Each of the four tapered table legs is moulded into a U-shape, appearing solid from the outside but with enough space on the inner surface to store wires.
A internal tunnel of felt protects wires, while also holding them in place and keeping them from getting tangled.
"The Solem table is the result of an engineering exercise following extensive research on bending plywood," said the designer, who previously worked for Danish cabinetmaker Rud Rasmussen, and is now part of the design team at HAY in Copenhagen.
"The design, while being visually elegant and incredibly lightweight, provides solid structural support," he added. "The Solem table embodies modern Scandinavian design with its clean lines, allowing it to be used in a multitude of residential and commercial settings."

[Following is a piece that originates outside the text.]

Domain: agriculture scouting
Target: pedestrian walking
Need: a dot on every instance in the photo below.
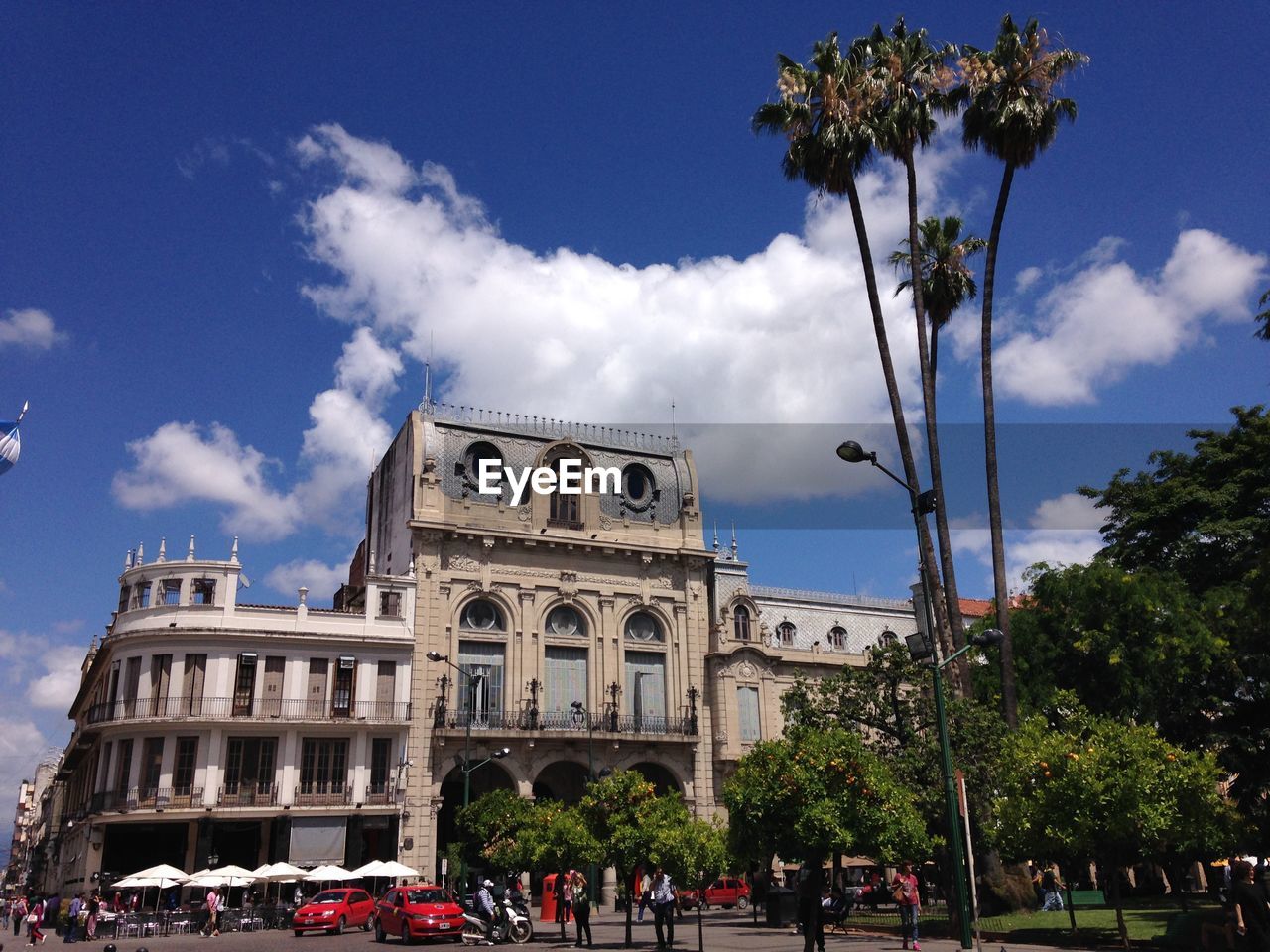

The table, which was made for American company Bernhardt Design, has white oak veneer tops and supports made from bent plywood. There's the option to install USB power modules in the desks, and metal trays can also be added underneath the tabletop to manage extra wires or office equipment.
USB power modules can be installed under the desks, and metal trays can also be added underneath the tabletop to manage extra wires or office equipment.
The Solem series comes in several different sizes, from cafe to conference table. Contrasting finishes can also be combined, with special editions of the furniture featuring black or white surfaces with bevelled plywood edges.
Solem's work was featured in New York's A Few Good Things exhibition in 2016, which brought together work by both stablished and promising Norwegian talent.
Another exhibition of Norwegian design, held during Milan, included a set of patterned textiles created by the designer, based on natural materials.